Demek ki oyunculuk artık geçici bir heves değil, kararlı olduğunuz meslek oldu?
Evet, başarılı bir oyuncu olmak istiyorum.
Başka hedefleriniz var mı?
Şöyle söyleyebilirim, hedefim 2010 yılında şurada olmak ya da burada olmak gibi sınırlar dahilinde değil. Her gün kendimi aşmak, öğrenmek, öğrenmek öğrenmek…
Dizilerle oyunculuğunuzu geliştirebileceğinize inanıyor musunuz?
Oyunculuk yolda giderken bile birilerini gözlemleyerek geliştirilebilecek bir şey. Benim için her şey bir malzemedir. Hepsini cebime koyuyorum. Gerektiğinde kullanıyorum.
Türk Sineması’nın son durumunu değerlendirir misiniz bir oyuncu olarak?
Oyuncu olarak bir sürü projenin olması çok sevindirici. Abdullah Oğuz, Çağan Irmak, Fatih Akın, Zeki Demirkubuz, Ferzan Özpetek gibi yönetmenlerin filmlerinin daha çok olması oyuncu olarak da izleyici olarak da mutluluk verici olurdu. Bugüne kadar hemen hemen bütün Türk filmlerini izleyen iyi bir izleyici olarak tüm Türk filmlerinin izlenmesini diliyorum. Her ne kadar düşük bütçelerle bir şeyler yapılmaya çalışılsa da Türk Sineması’nı çok başarılı buluyorum. Hele bir de Hollywood filmleri bütçelerine sahip olsa Türk yapımcılar, kim bilir neler yapılır neler! Çünkü çok değerli senaristler, yönetmenler ve oyuncular var Türkiye’de. Bunun için de izleyici Türk sinemasına giderek destek vermeli.
Spor ve dansla aranız iyi. Oyunculuğunuza katkısı oluyor mu?
Çocukluğum boyunca spor ve dansla uğraştım. Caz dans yapan bir gurubumuz vardı, tango yapıyorum bir de uzun zaman buz pateni yaptım. Oyunculukta her şey bir artıdır.
Oyunculukta kural tanır mısınız?
Projelerde çok seçiciyim zaten, kurallarım var, onları yıkacak kadar değerli bir proje olursa bilemem tabii.
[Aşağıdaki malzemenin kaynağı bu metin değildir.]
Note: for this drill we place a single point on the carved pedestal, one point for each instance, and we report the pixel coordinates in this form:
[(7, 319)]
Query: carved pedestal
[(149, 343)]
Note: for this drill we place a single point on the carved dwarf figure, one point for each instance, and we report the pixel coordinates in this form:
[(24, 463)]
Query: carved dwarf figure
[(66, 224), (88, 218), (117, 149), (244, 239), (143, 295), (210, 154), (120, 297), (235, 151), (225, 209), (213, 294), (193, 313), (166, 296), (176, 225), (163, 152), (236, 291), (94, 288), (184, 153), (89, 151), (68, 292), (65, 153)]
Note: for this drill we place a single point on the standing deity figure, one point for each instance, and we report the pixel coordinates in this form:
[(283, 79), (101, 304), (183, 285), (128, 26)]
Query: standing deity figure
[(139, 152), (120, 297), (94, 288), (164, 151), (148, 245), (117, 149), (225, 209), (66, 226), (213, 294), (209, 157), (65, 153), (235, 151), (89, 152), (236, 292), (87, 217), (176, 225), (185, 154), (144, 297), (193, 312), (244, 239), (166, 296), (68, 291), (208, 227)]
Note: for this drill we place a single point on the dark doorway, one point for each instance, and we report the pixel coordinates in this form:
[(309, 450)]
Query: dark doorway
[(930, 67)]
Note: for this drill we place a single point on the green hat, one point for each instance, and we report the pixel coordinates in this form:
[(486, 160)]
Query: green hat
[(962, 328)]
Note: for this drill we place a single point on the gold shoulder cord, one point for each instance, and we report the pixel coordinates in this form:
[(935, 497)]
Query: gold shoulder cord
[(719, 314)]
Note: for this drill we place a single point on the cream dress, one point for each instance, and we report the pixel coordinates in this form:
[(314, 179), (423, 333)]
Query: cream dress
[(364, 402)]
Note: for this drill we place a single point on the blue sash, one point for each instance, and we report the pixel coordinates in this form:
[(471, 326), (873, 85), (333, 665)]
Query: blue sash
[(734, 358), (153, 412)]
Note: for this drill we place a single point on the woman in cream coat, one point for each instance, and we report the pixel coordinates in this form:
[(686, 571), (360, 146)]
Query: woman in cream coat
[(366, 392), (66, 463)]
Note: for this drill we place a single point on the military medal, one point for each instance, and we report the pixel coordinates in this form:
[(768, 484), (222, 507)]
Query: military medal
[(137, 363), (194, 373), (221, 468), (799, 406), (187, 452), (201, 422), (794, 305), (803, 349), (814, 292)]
Bertolucci teklif ederse kurallarım var demem : ))
En beğendiğiniz yerli yabancı oyuncular? Kiminle aynı projede yer almak istersiniz?
Bennu Yıldırımlar, Sanem Çelik, Engin Günaydın, Uğur Yücel, Şener Şen , Bülent Emin Yarar, Marlon Brando, Julitte Binoche, Johnny Deep, Eva Green, John Malcovich ilk aklıma gelenler. Bennu Yıldırımlarla oynamayı çok isterim.
Teknoloji ile aranız nasıl? İnterneti kullanıyor musunuz?
Fena değil… İnterneti kullanıyorum fakat chat ya da oyun için değil msn’de bile 15 dakika sabredebiliyorum. Genelde haber almak ve araştırmak için kullanıyorum, gazete okumuyorum internetten takip ediyorum.
Türkiye’de merak ettiğiniz şehirler var mı? En sevdiğiniz şehir hangisi?
Doğuyu merak ediyorum ve seviyorum. Mardin özellikle...
Çalışmadığınız zamanlarda yapmaktan keyif aldığınız şeyler nelerdir?
Arkadaşlarımla birlikte olmayı seviyorum, yalnızken yazıyorum, bir şeyler okuyorum, evde film izliyorum, uyuyorum bol bol.
Vakit geçirmekten hoşlandığınız özel mekanlar var mı? Dışarı çıktığınızda nerelere gidersiniz?
Evde olmayı çok seviyorum arkadaşlarımla, evcilik gibi ben onlarda onlar bende. Gece çıktığım zaman...(yer adlarını eklemeyeyim)genel olarak Beyoğlu diyebiliriz
Modayı takip eder misiniz? Bakım yaptırma konusundaki düşünceleriniz nedir?
Modayı takip etmem hatta nefret ederim! Bakım konusunda titizimdir özelikle cilt, çünkü her gün makyaj yapıyoruz, çok yıpranıyor cildimiz.